The trickiest part of managing a cloud infrastructure is the
management of your persistent data. Persistent data is essentially any data that needs to
survive the destruction of your cloud environment. Because you can
easily reconstruct your operating system, software, and simple
configuration files, they do not qualify as persistent data. Only the
data that cannot be reconstituted qualify. If you are following my
recommendations, this data lives in your database engine.
The problem of maintaining database consistency is not unique to the cloud. The cloud simply brings a new
challenge to an old problem of backing up your database, because your
database server in the cloud will be much less reliable than your
database server in a physical infrastructure. The virtual server running
your database will fail completely and without warning. Count on
it.
Whether physical or virtual, when a database server fails, there is the distinct
possibility that the files that comprise the database state will get
corrupted. The likelihood of that disaster depends on which database
engine you are using, but it can happen with just about any engine out
there.
Absent of corruption issues, dealing with a database server in the
cloud is very simple. In fact, it is much easier to recover from the
failure of a server in a virtualized environment than in the physical
world: simply launch a new instance from your database machine image,
mount the old block storage device, and you are up and running.
Note: Use block storage devices for database storage. Block storage
devices provide the best performance option (better than local
storage) and make for more flexible database backup strategies.
1. Clustering or Replication?
The most effective mechanism for avoiding corruption is leveraging the
capabilities of a database engine that supports true
clustering. In a clustered database environment,
multiple database servers act together as a single logical database
server. The mechanics of this process vary from database engine to
database engine, but the result is that a transaction committed to the
cluster will survive the failure of any one node and maintain full
data consistency. In fact, clients of the database will never know
that a node went down and will be able to continue operating.
Unfortunately, database clustering is very complicated and
generally quite expensive.
Unless you have a skilled DBA on hand, you should not even
consider undertaking the deployment of a clustered database
environment.
A clustered database vendor often requires you to pay for
the most expensive licenses to use the clustering capabilities in
the database management system (DBMS).

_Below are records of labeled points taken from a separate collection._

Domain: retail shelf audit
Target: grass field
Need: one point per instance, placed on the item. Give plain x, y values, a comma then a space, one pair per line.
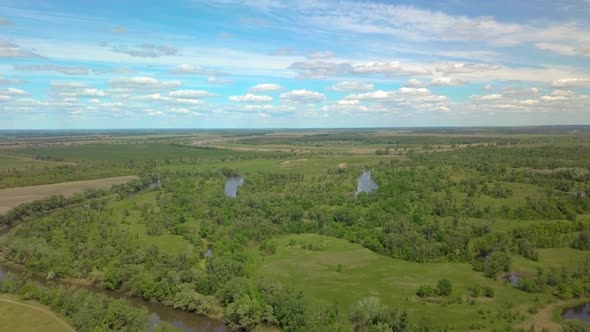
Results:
120, 152
10, 198
365, 273
18, 316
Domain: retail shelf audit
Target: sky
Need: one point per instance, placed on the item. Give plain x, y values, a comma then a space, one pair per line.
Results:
293, 64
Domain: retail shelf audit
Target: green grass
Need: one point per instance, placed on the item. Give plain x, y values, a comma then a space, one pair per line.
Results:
121, 152
395, 281
569, 258
7, 162
18, 316
169, 243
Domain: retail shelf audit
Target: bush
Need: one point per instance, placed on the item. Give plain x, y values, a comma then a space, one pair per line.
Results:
444, 287
426, 291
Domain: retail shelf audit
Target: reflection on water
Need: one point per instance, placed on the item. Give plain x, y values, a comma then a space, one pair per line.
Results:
581, 312
365, 184
186, 321
232, 184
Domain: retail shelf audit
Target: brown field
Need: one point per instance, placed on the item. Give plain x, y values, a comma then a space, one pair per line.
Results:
10, 198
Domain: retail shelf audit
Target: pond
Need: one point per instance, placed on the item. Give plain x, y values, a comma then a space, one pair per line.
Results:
232, 184
365, 184
186, 321
581, 312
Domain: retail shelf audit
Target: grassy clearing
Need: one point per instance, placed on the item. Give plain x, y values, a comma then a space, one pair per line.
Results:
365, 273
18, 316
169, 243
10, 198
120, 152
569, 258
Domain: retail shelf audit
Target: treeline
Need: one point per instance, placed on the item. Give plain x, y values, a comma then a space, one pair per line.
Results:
84, 310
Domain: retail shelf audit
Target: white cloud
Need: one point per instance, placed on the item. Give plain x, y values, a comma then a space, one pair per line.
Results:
251, 98
13, 92
352, 86
321, 55
446, 81
264, 87
375, 95
319, 69
145, 50
572, 83
143, 82
66, 70
302, 96
12, 50
391, 68
194, 69
415, 83
191, 94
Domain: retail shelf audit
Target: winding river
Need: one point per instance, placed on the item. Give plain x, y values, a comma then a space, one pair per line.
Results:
232, 184
365, 183
581, 312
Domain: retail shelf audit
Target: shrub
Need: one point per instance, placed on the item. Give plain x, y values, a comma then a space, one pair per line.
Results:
444, 287
426, 291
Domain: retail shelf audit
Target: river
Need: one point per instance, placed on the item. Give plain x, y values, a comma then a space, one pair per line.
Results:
232, 184
365, 183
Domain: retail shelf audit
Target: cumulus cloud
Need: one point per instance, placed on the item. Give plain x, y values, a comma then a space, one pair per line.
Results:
146, 50
351, 86
13, 92
66, 70
118, 30
191, 94
321, 55
251, 98
521, 100
572, 83
194, 69
264, 87
5, 22
565, 49
446, 81
415, 83
462, 68
302, 96
12, 50
391, 68
319, 69
219, 80
143, 82
10, 81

Even if you are
using MySQL clustering, you will have to pay for five machine
instances to effectively run that cluster.
Clustering comes with significant performance problems. If
you are trying to cluster across distinct physical
infrastructures—in other words, across availability zones—you will
pay a hefty network latency penalty.
Warning: Although there are few challenges in clustering a database in
the cloud, one is significant: the I/O challenges inherent in
virtualized systems. In particular, write operations in a clustered
system are very network intensive. As a result, heavy write
applications will perform significantly worse in a clustered
virtualized environment than in a standard data center.
The alternative to clustering is
replication. A replication-based database
infrastructure generally has a main server, referred to as the
database master. Client applications execute write transactions against
the database master. Successful transactions are then replicated to
database slaves.
Replication has two key advantages over clustering:
Warning: MySQL replication is not a viable
solution for anyone who absolutely, positively cannot lose one byte
of data as a result of a server failure. If you are in this kind of
business, you probably can afford clustering.

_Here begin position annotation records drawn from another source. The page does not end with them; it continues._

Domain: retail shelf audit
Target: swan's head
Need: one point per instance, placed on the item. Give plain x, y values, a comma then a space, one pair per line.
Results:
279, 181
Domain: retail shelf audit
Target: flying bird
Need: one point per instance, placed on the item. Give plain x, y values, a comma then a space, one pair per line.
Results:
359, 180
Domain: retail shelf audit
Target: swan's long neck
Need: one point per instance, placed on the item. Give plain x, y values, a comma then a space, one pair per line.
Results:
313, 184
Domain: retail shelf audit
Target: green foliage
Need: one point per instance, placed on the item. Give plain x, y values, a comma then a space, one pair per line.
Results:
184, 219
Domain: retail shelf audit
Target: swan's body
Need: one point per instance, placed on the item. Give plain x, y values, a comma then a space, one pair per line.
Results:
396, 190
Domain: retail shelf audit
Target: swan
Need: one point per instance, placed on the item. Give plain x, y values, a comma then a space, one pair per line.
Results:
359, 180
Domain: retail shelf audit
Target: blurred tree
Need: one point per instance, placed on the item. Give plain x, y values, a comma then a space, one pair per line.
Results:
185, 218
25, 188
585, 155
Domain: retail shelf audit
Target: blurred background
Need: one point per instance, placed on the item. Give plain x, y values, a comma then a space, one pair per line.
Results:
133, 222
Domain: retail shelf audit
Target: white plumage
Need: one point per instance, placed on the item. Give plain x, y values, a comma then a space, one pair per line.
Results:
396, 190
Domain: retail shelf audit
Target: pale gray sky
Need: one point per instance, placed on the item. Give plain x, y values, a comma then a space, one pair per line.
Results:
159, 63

Unfortunately, replication is not nearly as reliable as
clustering. A database master can, in theory, fail after it has
committed a transaction locally but before the database
slave has received it. In that event, you would have a
database slave that is missing data. In fact, when a database master
is under a heavy load, the database slave can actually fall quite far
behind the master. If the master is somehow corrupted, it can also
begin replicating corrupted data.
Apart from reliability issues, a replicated environment does not
failover as seamlessly as a clustered solution. When your database
master fails, clients using that master for write transactions cannot
function until the master is recovered. On the other hand, when a node
in a cluster fails, the clients do not notice the failure because the
cluster simply continues processing transactions.
1.1. Using database clustering in the cloud
The good news, in general, is that the cloud represents few
specific challenges to database clustering. The bad news is that
every single database engine has a different clustering mechanism
(or even multiple approaches to clustering) and thus an in-depth
coverage of cloud-based clustering is beyond the scope of this book.

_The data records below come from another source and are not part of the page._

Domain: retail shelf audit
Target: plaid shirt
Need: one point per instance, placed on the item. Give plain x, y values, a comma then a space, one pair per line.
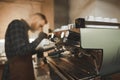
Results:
16, 39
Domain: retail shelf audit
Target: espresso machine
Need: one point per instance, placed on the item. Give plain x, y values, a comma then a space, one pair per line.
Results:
84, 53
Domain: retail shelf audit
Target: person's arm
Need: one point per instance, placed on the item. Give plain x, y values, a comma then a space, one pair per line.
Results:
18, 40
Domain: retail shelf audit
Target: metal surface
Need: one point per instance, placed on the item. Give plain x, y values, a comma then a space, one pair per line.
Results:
109, 41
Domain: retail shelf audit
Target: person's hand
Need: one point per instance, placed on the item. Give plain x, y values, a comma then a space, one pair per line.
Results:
45, 54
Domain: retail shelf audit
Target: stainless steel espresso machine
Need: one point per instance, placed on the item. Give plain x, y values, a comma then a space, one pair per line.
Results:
84, 53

I can, however, provide a few guidelines:
A few cluster architectures exist purely for performance
and not for availability. Under these architectures, single
points of failure may still exist. In fact, the complexity of
clustering may introduce additional points of failure.
Clusters designed for high availability are often slower
at processing individual write transactions, but they can handle
much higher loads than standalone databases. In particular, they
can scale to meet your read volume requirements.
Some solutions—such as MySQL—may require a large number of
servers to operate effectively. Even if the licensing costs for
such a configuration are negligible, the cloud costs will add
up.
The dynamic nature of IP address assignment within a cloud
environment may add new challenges in terms of configuring
clusters and their failover rules.
1.2. Using database replication in the cloud
For most nonmission-critical database applications,
replication is a “good enough” solution that can save you a lot of
money and potentially provide you with opportunities for performance
optimization. In fact, a MySQL replication system in the cloud can
provide you with a flawless backup and disaster recovery system as
well as availability that can almost match that of a cluster.
Because the use of replication in the cloud can have such a
tremendous impact compared to replication in a traditional data
center, we’ll go into a bit more detail on using replication in the
cloud than we did with clustering.
Figure 1
shows a simple replication environment.
In this structure, you have a single database server of record
(the master) replicating to one or more copies (the slaves). In
general, the process that performs the replication from the
master to the slave is not atomic with respect to the original
transaction. In other words, just because a transaction successfully
commits on the master does not mean that it successfully replicated
to any slaves. The transactions that do make it to the slaves are
generally atomic, so although a slave may be out of sync, the
database on the slave should always be in an internally consistent
state (uncorrupted).
Under a simple setup, your web applications point to the
database master. Consequently, your database slave can fail without
impacting the web application. To recover, start up a new database
slave and point it to the master.
Recovering from the failure of a database master is much more
complicated. If your cloud provider is Amazon, it also comes with
some extra hurdles you won’t see in a standard replication
setup.
Ideally, you will recover your database master by starting a
new virtual server that uses your database machine image and then
mounting the volume that was formerly mounted by the failed server.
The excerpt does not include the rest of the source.